Yes. Added 3 C++ tests in array_dict_test.cc:

  • MakeBuilderPreservesOrdered — verifies MakeBuilder with ordered dict type produces ordered array
  • MakeBuilderUnorderedByDefault — verifies unordered stays unordered
  • MakeDictionaryBuilderPreservesOrdered — verifies MakeDictionaryBuilder preserves ordered

Are there any user-facing changes?

No API changes. DictionaryBuilder now correctly preserves the ordered flag from the input DictionaryType, fixing the silent data loss.

@github-actions
Copy link
Copy Markdown

⚠️ GitHub issue #41017 has been automatically assigned in GitHub to PR creator.
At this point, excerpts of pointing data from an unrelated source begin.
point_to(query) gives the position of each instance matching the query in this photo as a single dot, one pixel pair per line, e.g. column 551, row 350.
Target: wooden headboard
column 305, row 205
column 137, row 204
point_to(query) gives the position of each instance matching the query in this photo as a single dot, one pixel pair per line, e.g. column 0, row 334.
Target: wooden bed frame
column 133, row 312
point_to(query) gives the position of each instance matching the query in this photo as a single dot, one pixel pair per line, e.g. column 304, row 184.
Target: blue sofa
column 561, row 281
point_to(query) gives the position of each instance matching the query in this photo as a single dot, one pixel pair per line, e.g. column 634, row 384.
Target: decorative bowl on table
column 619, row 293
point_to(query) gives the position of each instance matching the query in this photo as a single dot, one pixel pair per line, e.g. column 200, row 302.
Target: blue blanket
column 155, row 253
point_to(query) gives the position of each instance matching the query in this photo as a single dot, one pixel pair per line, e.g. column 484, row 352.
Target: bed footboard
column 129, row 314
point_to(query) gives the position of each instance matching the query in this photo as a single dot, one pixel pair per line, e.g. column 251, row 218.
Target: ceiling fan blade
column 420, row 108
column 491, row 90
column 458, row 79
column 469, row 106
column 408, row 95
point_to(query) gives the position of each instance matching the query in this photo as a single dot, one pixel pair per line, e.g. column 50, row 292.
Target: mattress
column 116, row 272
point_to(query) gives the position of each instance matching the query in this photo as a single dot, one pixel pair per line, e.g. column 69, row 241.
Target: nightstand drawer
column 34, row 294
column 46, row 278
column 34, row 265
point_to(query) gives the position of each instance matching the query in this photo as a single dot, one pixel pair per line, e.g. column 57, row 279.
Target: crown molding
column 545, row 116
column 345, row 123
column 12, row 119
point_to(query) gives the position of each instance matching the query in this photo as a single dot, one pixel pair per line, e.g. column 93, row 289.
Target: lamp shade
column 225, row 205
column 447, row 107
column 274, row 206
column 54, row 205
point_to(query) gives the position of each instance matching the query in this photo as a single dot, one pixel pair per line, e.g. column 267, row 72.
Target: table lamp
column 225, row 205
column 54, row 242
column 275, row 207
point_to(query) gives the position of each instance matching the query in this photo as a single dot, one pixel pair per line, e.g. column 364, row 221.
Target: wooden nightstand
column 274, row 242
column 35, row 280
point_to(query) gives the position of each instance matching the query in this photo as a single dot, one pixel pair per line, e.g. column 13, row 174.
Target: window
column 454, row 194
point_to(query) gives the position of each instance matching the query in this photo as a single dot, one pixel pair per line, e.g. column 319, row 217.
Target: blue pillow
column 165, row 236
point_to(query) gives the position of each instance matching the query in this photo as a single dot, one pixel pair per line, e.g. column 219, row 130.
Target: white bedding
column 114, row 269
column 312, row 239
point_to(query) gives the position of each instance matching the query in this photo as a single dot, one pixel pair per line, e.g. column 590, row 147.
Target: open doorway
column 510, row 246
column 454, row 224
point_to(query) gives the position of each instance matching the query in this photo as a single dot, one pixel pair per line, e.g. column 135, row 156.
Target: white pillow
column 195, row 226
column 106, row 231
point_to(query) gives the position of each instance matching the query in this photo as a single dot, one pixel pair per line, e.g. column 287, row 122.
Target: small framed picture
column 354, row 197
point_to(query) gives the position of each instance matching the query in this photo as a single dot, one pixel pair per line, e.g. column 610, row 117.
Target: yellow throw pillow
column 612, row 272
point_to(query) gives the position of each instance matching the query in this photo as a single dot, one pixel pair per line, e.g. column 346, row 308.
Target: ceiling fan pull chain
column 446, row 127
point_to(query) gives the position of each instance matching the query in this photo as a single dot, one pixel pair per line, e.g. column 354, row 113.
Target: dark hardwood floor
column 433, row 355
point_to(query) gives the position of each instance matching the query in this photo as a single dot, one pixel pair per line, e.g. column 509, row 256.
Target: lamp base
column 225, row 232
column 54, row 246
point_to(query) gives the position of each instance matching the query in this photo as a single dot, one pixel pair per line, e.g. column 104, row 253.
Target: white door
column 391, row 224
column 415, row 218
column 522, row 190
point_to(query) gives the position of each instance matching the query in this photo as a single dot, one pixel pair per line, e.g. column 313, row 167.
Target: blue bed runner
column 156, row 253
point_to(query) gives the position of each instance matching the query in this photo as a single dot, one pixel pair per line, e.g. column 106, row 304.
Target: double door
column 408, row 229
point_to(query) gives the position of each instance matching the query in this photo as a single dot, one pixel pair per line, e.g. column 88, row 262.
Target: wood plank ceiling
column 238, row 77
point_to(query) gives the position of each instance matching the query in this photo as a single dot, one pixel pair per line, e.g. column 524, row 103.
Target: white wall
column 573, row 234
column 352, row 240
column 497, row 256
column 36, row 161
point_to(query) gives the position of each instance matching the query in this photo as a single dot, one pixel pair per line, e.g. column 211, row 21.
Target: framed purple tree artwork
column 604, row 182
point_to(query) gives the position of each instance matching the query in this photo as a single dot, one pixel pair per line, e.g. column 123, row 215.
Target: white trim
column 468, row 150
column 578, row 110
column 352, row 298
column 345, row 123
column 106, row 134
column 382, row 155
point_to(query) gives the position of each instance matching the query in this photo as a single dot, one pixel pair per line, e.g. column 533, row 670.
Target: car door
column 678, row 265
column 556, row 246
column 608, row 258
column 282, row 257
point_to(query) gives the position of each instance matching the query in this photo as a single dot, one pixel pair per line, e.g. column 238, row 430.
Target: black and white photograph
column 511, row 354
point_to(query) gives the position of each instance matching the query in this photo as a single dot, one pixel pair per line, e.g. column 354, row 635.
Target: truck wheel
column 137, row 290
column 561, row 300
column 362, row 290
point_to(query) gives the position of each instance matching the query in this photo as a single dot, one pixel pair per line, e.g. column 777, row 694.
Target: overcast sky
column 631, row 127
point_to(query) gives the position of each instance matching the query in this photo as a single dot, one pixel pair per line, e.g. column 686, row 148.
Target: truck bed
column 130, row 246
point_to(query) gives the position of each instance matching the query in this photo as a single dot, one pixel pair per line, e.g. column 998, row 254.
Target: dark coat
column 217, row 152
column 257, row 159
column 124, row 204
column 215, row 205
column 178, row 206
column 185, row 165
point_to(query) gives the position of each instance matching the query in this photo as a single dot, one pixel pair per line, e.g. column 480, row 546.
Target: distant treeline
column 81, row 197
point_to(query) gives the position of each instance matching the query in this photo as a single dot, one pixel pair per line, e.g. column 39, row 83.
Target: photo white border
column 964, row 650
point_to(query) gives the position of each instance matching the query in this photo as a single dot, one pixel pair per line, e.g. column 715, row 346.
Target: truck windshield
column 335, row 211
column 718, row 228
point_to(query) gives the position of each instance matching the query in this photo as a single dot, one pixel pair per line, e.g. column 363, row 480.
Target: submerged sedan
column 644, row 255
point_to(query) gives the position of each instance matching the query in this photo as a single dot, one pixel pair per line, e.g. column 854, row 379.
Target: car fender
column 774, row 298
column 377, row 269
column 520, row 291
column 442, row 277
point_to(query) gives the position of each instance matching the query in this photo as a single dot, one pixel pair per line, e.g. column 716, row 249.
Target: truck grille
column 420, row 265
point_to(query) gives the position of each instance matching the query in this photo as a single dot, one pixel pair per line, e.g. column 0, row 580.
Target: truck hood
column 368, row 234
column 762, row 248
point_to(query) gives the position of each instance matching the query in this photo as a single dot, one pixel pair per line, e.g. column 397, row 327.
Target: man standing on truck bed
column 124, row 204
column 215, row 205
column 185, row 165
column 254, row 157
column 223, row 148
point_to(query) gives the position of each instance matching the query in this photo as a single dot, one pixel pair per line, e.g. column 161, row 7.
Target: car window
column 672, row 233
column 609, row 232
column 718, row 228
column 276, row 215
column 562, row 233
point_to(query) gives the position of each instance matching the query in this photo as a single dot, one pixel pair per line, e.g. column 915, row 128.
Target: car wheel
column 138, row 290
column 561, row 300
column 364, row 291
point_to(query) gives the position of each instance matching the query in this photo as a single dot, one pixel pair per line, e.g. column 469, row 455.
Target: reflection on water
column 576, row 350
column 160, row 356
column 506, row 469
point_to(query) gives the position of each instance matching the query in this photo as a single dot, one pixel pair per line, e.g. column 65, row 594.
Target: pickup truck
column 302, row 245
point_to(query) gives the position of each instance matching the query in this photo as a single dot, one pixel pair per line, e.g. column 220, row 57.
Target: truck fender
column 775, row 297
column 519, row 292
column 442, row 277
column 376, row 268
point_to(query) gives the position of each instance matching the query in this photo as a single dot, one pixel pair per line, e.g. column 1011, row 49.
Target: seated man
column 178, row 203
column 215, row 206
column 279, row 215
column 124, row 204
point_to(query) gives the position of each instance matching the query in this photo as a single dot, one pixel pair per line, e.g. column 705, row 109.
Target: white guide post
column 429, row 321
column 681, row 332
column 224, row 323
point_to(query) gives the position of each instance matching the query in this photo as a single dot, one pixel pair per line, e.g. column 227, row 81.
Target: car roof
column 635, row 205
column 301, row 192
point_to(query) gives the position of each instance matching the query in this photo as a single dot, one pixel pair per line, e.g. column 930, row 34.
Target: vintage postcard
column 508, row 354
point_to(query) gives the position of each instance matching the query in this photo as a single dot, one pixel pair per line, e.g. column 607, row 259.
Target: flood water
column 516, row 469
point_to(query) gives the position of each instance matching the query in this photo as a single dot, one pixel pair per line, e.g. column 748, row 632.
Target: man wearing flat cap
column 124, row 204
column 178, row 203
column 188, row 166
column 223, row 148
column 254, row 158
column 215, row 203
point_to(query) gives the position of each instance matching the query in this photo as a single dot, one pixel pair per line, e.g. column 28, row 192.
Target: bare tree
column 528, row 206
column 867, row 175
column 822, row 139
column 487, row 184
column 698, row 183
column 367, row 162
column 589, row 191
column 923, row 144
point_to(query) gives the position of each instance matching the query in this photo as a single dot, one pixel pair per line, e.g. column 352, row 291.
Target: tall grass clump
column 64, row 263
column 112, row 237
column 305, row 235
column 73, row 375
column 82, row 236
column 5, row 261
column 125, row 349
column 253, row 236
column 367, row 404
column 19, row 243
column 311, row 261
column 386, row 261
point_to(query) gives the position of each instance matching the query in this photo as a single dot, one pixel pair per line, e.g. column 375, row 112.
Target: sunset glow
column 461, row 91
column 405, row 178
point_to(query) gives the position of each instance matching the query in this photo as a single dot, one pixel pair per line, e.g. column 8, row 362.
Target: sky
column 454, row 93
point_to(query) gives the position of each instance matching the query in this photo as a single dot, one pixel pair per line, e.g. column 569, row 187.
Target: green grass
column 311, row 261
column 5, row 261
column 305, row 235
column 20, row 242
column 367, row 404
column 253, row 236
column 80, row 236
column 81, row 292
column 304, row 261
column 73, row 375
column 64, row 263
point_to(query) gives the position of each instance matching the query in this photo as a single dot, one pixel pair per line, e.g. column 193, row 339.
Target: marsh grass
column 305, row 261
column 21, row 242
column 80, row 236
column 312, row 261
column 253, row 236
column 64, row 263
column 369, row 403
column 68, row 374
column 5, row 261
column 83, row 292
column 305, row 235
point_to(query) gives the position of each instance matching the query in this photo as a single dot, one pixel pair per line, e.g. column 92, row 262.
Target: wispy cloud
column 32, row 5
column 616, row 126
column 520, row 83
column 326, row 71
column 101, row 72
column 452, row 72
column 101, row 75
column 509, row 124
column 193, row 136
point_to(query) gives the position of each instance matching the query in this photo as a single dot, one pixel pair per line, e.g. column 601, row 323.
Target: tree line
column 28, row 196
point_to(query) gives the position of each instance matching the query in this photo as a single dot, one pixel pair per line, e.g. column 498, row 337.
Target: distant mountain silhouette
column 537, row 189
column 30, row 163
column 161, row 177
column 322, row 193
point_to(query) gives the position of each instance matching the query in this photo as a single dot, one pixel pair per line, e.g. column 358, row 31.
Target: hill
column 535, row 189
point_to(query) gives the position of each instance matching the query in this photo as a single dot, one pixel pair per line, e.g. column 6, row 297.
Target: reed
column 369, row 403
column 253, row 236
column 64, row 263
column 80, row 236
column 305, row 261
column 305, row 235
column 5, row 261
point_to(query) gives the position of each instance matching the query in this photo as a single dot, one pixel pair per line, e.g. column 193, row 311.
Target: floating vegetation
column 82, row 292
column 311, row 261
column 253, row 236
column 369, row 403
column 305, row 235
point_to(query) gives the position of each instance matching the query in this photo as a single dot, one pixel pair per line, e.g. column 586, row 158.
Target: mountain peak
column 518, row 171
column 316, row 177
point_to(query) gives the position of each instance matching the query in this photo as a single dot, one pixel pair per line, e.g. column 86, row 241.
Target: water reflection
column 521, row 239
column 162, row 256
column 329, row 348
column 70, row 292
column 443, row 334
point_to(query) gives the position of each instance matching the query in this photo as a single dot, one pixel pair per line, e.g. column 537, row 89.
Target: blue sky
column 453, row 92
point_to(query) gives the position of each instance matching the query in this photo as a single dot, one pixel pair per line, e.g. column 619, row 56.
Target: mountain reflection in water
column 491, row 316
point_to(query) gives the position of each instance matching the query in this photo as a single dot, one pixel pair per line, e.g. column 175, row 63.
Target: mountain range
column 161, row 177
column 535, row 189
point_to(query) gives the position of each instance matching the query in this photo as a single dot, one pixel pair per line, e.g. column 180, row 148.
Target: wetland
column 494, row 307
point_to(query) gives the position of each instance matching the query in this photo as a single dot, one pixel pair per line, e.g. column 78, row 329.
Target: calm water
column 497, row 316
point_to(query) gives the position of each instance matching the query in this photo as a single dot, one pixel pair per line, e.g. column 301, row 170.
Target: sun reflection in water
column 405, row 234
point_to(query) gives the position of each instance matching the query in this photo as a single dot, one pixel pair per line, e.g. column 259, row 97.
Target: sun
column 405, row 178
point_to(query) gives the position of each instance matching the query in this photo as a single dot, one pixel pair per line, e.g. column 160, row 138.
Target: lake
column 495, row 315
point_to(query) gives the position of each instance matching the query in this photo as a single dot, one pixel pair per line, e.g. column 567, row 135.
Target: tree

DictionaryBuilderBase::type() did not pass the ordered parameter
to ::arrow::dictionary(), causing it to always default to false.
This meant that building a DictionaryArray via MakeBuilder or
MakeDictionaryBuilder with an ordered DictionaryType would produce
an array with ordered=false.

Fix: Add ordered_ member and set_ordered() to DictionaryBuilderBase
(both the primary template and the NullType specialization). The
DictionaryBuilderCase in builder.cc now propagates the ordered flag
from the input DictionaryType to the builder after construction.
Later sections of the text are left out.